Recurrent supramolecular motifs in discrete complexes and coordination polymers based on mercury halides: prevalence of chelate ring stacking and substituent effects

Abstract

In recent years, the crystal engineering library has been enriched with a number of previously unrecognized or unnoticed intermolecular interactions, such as agostic, tetrel, chalcogen, pnicogen bonding and chelate ring stacking – collectively referred to as “unconventional interactions”. Many open questions remain unaddressed regarding their ability to form synthon interactions, specificity, and cooperativity, for example with π–π stacking interactions.

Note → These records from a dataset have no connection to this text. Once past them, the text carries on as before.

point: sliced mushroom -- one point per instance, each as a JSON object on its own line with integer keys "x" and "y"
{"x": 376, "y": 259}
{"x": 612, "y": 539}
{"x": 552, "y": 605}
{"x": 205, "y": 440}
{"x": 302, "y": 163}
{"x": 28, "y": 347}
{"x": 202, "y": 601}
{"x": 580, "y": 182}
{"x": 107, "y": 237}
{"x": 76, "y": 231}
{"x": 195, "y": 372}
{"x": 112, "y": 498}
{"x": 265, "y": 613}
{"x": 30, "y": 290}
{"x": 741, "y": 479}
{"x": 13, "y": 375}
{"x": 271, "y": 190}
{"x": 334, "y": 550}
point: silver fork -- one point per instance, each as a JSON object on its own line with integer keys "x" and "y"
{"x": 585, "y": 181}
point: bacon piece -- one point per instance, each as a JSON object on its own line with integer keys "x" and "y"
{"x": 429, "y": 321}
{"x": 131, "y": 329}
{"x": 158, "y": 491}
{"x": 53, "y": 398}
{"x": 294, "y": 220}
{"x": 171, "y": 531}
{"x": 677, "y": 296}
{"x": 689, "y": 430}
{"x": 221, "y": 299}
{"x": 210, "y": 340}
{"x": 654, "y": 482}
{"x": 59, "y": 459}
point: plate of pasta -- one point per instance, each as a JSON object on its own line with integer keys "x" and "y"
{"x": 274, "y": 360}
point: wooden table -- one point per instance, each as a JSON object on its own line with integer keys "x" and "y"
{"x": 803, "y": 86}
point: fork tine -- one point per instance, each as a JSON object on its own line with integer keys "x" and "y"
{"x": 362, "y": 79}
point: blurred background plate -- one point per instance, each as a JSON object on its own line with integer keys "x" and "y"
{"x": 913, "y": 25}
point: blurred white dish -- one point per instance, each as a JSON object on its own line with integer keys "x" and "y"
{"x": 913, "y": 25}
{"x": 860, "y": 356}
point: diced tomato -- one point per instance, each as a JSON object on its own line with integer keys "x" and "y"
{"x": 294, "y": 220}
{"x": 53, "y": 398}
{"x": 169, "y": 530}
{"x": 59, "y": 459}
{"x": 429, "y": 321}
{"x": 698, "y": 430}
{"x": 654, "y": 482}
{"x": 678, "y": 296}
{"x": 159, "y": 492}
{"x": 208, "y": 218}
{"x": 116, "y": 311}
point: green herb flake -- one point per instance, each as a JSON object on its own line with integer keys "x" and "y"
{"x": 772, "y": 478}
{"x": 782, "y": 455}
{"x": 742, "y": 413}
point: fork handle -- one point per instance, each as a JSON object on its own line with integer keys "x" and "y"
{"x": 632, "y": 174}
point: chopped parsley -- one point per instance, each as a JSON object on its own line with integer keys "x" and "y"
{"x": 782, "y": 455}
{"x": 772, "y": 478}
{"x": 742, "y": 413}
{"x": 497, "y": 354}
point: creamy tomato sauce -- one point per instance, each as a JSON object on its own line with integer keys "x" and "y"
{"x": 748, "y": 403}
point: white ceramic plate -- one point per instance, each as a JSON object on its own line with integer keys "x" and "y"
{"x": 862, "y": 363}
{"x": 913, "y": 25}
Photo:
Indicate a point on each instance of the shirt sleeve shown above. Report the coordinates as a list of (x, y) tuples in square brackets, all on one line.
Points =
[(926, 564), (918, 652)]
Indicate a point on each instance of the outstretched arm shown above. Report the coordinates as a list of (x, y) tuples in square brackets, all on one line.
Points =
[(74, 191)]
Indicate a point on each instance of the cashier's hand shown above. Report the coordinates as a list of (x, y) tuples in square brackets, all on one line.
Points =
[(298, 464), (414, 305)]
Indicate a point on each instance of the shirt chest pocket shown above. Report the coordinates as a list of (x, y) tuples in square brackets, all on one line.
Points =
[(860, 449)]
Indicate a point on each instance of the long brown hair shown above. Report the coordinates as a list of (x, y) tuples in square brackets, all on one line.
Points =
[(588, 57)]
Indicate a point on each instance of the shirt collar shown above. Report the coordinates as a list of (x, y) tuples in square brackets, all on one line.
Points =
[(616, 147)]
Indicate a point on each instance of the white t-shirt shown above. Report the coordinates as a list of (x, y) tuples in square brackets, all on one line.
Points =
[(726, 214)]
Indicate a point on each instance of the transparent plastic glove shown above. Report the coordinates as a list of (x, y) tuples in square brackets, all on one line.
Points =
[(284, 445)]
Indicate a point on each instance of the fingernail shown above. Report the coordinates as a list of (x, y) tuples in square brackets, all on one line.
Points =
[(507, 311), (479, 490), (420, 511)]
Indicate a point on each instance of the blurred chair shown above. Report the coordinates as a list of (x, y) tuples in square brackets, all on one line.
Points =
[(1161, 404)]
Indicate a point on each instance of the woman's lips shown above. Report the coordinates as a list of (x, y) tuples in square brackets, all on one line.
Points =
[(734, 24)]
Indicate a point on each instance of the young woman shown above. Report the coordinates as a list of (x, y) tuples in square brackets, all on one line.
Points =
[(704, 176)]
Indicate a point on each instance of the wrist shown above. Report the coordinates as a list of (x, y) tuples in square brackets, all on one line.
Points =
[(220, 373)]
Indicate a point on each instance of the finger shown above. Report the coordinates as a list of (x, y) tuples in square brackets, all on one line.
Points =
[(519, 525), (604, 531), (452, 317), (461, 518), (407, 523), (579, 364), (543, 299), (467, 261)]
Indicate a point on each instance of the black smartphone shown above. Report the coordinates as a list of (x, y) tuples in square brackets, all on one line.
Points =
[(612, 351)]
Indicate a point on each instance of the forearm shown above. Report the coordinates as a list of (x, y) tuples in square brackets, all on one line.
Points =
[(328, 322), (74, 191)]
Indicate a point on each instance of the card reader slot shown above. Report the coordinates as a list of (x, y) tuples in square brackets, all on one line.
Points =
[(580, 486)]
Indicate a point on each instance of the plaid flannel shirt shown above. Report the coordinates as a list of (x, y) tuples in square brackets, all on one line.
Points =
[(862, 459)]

In this work, we throw light on the formation of chelate ring stacking in metal–organic assemblies of nicotinohydrazide ligands (N′-(1-(2-pyridyl)ethylidene)nicotinohydrazide (HL) and N′-(phenyl(pyridin-2-yl)methylene)nicotinohydrazide (HL₁)) with mercury(II) halide (HgBr₂, HgI₂) salts. Their reaction produced five compounds, namely [Hg(μ-L)BrHgBr₂]_n (1), [Hg(μ-L₁)Br]_n (2), [Hg(L)I₂] (3), [Hg(HL₁)I₂]·(CH₃OH) (4), and [Hg(μ-L₁)I]_n (5). Crystal structure analysis reveals that chelate ring stackings are formed in four of the reported metal–organic compounds, and are common also in the literature precedents. The energies of chelate ring stackings and π–π heterocycle stackings have been computed and analyzed by means of DFT calculations, and the results were verified using Bader's theory of “atoms in molecules”. These results provide a rationale for preferential formation of both unconventional and conventional stackings and allow us to conclude that chelate ring interaction may be considered as a synthon interaction for nicotinohydrazide metal complexes. Interpretations for packing differences imposed by the substituent effect (substitution of methyl group in HL for phenyl group in HL₁) were provided based on the Hirshfeld surface analysis and 2D fingerprint plots of the crystal structures reported here.